De als onderhanden werken opgenomen bouwgronden in exploitatie zijn gewaardeerd tegen de vervaardigingsprijs dan wel de lagere marktwaarde. De vervaardigingsprijs omvat de kosten die rechtstreeks aan de vervaardiging kunnen worden toegerekend (zoals grondaankopen en kosten van bouw- en woonrijp maken). Rente op grondexploitaties wordt geactiveerd en is daarmee ook onderdeel van de vervaardigingsprijs. Voor tussentijdse winstneming wordt de Percentage of Completion methode toegepast. Deze methode houdt in dat naar rato van de gerealiseerde opbrengsten en kosten de winst wordt berekend.
Vorderingen <1 jaar
De vorderingen worden gewaardeerd tegen nominale waarde. Voor verwachte oninbaarheid wordt een voorziening gevormd die in mindering wordt gebracht. Volgens de gekozen beleidslijn wordt er voor de vordering op openbare lichamen geen voorziening getroffen. Voor alle “overige debiteuren” wordt op basis van de ouderdomsanalyse een percentage van de hoofdsom als voorziening berekend.

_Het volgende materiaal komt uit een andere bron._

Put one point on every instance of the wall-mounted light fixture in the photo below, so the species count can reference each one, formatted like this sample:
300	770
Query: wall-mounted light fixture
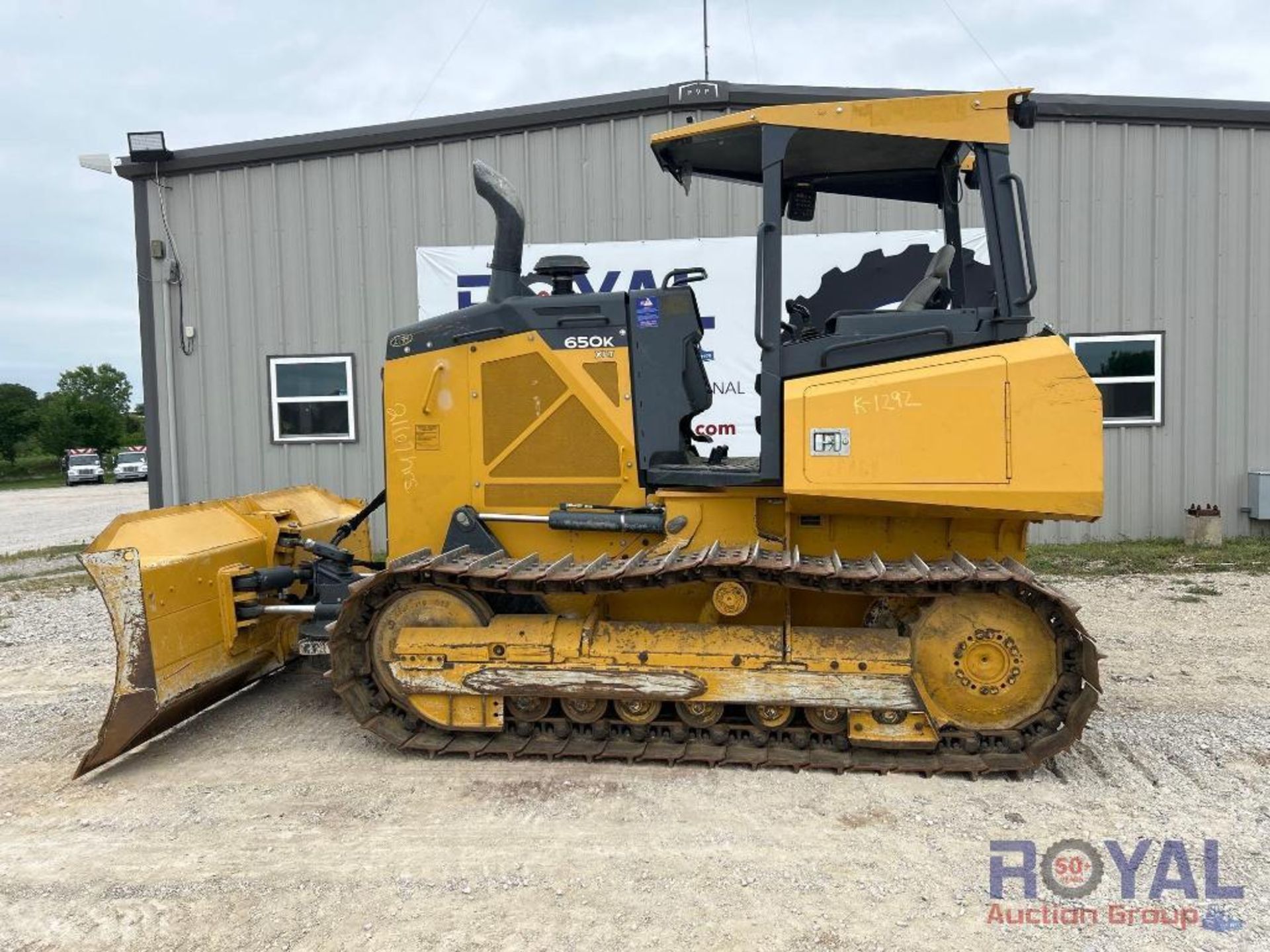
148	147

Liquide middelen en overlopende activa
Deze activa worden tegen nominale waarde opgenomen.

Vaste passiva

Eigen vermogen
Reserves worden gewaardeerd tegen nominale waarde.

Voorzieningen
Volgens het BBV mag er een voorziening worden gemaakt in deze vier gevallen:

  • Er zijn verplichtingen en verliezen waarvan de hoogte op de balansdatum niet zeker is, maar die wel redelijk ingeschat kunnen worden;
  • Er zijn op de balansdatum risico’s die kunnen leiden tot verplichtingen of verliezen, waarvan de hoogte al redelijk in te schatten is;
  • Er zullen kosten worden gemaakt in een volgend begrotingsjaar. Hiervoor mag een voorziening worden gevormd als het maken van die kosten zijn oorsprong mede in het huidige of in voorafgaande begrotingsjaren vindt en de voorziening is bedoeld om de lasten gelijk te verdelen over een aantal begrotingsjaren;
  • Er worden bijdragen verstrekt aan toekomstige vervangingsinvesteringen, waarvoor een heffing wordt geheven als bedoeld in artikel 35, eerste lid, onder b.

De voorzieningen worden gewaardeerd tegen nominale of contante waarde.

Vaste schulden > 1 jaar
Onder vaste schulden worden verstaan de schulden met een rente typische looptijd van 1 jaar of langer. De vaste schulden worden gewaardeerd tegen de nominale waarde verminderd met de aflossingen.

Vlottende passiva
De vlottende passiva worden gewaardeerd tegen nominale waarde.

Niet uit de balans blijkende verplichtingen
In de categorie niet uit de balans blijkende verplichtingen worden de meerjarige inkoopcontracten opgenomen tegen de resterende contractwaarde.